In the last 24 hours, open interest in TRUMP perpetual futures has surged by 6%, as reported by Velo Data. Despite experiencing a notable price dip from $70 down to $58 during the Asian trading hours, the asset has managed to post a modest 3% increase overall.

The concerning sign lies in the perpetual futures cumulative volume delta, which tracks the difference between buying and selling volumes. This metric has dropped by over 1%, hinting at an uptick in selling activity. This trend suggests that traders are opting for outright shorts or bearish plays, or are liquidating their long positions, which could foreshadow potential declines.

Moreover, the current state of the TRUMP market appears overheated: traders maintaining long positions are required to pay an astonishing annualized funding fee exceeding 170% to short sellers. If the rally loses steam, the financial strain on long holders could trigger a widespread unwinding of bullish positions, catalyzing a significant price decline.

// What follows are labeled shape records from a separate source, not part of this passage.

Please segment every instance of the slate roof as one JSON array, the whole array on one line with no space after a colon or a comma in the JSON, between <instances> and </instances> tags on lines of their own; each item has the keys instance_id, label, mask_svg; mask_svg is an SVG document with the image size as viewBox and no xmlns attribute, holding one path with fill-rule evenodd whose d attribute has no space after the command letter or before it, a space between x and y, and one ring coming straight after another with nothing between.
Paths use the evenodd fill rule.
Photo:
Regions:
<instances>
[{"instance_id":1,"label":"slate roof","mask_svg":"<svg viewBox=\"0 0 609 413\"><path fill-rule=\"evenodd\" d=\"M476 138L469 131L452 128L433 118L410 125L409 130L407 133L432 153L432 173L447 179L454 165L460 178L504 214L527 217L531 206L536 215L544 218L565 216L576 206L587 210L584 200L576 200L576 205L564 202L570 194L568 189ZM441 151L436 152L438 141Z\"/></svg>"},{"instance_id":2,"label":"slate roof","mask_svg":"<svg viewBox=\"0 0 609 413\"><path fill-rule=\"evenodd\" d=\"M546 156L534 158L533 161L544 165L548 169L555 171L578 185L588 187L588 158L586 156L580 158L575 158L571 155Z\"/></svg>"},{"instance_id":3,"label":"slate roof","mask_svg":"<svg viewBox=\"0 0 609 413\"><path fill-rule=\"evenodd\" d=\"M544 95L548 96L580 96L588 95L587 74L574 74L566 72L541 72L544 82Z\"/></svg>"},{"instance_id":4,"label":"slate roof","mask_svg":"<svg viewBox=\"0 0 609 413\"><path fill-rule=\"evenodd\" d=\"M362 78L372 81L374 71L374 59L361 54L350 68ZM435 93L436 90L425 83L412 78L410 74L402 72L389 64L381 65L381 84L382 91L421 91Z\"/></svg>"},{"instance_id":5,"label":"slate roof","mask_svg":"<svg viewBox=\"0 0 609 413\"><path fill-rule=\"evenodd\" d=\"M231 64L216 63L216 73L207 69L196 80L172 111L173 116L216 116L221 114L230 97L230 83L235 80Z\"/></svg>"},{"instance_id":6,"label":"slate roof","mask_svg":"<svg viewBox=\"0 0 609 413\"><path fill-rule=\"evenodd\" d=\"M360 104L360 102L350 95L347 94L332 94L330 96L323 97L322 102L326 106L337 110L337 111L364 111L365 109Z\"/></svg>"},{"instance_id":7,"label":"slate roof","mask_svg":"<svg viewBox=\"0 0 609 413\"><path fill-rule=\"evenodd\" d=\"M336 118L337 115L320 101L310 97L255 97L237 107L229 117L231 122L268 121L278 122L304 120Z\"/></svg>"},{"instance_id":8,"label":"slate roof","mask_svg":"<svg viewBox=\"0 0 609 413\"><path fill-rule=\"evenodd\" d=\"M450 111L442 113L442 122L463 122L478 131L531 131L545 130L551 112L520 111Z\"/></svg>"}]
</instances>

Charts indicate that numerous major cryptocurrencies have also faced net selling in perpetual futures over the past day, signaling a broader trend of caution among market participants. This behavior often aligns with what’s termed "sell the fact" syndrome, where traders preemptively cash in or bet against an asset leading up to significant events such as an inauguration.

Investors should remain vigilant and prepared, as volatility may be on the horizon for the TRUMP token and possibly the broader cryptocurrency market as the political climate evolves in the coming days.